Dans un discours lu en son nom par le chef du département Recherche et Prospective de l’Agence nationale pour la sécurité sanitaire (ANSS), M Kamal Boukhalfa, le directeur de l’agence, le Professeur Kamal Sanhadji, a estimé nécessaire d’établir « une vision d’avenir » fondée sur la création d’archives de santé, grâce à « la création d’un fonds numérique partagé » qui serait mis à la disposition des chercheurs et des universitaires, « conformément aux contrôles éthiques et juridiques », a-t il précisé.

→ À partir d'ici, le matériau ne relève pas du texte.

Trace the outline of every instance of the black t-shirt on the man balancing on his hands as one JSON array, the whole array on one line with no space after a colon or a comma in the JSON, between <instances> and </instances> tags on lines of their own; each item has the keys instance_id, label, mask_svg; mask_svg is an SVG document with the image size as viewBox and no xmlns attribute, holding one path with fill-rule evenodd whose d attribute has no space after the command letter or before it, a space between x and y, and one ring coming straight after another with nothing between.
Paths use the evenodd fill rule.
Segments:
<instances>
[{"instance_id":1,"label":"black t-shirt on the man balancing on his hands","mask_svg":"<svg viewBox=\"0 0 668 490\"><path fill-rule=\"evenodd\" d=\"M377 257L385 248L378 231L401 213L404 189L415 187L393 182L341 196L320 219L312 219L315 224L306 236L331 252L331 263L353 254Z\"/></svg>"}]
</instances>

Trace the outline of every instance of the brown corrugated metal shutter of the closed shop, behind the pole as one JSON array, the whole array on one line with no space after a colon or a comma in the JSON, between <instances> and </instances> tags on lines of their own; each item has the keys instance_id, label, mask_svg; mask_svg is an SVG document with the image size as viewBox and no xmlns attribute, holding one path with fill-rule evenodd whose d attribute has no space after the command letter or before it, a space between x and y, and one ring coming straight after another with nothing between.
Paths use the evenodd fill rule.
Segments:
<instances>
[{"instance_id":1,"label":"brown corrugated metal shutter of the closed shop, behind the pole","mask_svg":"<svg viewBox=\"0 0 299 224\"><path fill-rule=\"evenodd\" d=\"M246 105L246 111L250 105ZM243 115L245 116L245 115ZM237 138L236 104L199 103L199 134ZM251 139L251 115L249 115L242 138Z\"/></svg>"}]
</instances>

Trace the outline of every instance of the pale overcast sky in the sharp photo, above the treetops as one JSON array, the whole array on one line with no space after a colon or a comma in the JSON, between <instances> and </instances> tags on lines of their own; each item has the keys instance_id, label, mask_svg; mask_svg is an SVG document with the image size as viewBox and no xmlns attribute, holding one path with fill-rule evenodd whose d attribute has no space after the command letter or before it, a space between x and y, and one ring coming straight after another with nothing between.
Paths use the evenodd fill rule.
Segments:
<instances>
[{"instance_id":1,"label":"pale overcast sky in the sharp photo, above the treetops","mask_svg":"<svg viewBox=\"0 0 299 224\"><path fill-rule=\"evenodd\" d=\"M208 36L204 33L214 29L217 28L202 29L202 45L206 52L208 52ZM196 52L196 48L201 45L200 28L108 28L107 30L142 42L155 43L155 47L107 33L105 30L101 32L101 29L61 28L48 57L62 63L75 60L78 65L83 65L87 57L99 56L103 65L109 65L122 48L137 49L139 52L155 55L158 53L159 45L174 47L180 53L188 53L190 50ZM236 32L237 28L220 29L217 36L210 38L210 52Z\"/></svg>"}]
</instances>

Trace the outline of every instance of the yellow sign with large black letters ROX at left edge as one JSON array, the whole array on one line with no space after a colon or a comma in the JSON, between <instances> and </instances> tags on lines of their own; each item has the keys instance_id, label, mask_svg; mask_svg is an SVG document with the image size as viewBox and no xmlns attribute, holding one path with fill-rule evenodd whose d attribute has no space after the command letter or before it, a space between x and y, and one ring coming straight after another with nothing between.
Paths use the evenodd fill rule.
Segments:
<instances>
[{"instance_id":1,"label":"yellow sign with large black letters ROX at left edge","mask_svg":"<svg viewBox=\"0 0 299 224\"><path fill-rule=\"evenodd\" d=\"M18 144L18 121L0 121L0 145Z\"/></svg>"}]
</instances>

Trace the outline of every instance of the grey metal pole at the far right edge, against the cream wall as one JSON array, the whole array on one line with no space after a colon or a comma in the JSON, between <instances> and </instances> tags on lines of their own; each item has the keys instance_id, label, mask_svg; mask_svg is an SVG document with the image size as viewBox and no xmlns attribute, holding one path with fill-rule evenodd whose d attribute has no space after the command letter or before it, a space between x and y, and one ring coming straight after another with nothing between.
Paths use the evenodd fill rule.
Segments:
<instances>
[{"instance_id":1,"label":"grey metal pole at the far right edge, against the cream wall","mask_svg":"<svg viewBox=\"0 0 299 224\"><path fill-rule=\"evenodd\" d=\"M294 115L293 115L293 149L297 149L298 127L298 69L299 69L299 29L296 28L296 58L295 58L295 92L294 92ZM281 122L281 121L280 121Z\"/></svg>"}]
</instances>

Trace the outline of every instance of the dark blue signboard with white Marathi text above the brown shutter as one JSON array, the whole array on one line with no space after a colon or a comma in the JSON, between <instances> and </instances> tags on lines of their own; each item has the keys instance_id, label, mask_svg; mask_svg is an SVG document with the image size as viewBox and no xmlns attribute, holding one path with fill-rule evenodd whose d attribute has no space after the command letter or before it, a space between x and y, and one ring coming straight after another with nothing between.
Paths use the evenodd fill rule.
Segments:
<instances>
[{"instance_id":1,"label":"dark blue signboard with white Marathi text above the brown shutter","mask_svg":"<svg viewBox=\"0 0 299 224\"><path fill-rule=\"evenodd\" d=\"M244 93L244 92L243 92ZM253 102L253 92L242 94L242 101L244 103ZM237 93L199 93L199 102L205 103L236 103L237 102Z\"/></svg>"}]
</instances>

Cette initiative vise, selon lui, à « documenter les décisions importantes » qui ont été prises dans le domaine de la santé, afin de permettre aux futures générations de chercheurs « d’étudier et de comprendre comment l’Algérie a géré diverses crises et événements sanitaires ».

Cette approche globale puise ses fondements dans l’histoire de la médecine arabe et islamique et dans les réalisations de ses savants qui, sans leur documentation méticuleuse, cette révolution scientifique « n’aurait pas atteint l’humanité », indique M Sanhaji qui souligne, par ailleurs, qu’« il n’est pas possible d’établir des cartes génétiques des risques sanitaires ou de prédire les épidémies émergentes ou les changements climatiques sans une compréhension approfondie de leurs racines et précédents historiques ».

En conséquence, pour faire face aux défis sanitaires qui touchent plusieurs secteurs, « une coordination constante est nécessaire, menée par l’agence à travers le système de surveillance épidémiologique et sanitaire », a conclu le DG de l’ANSS.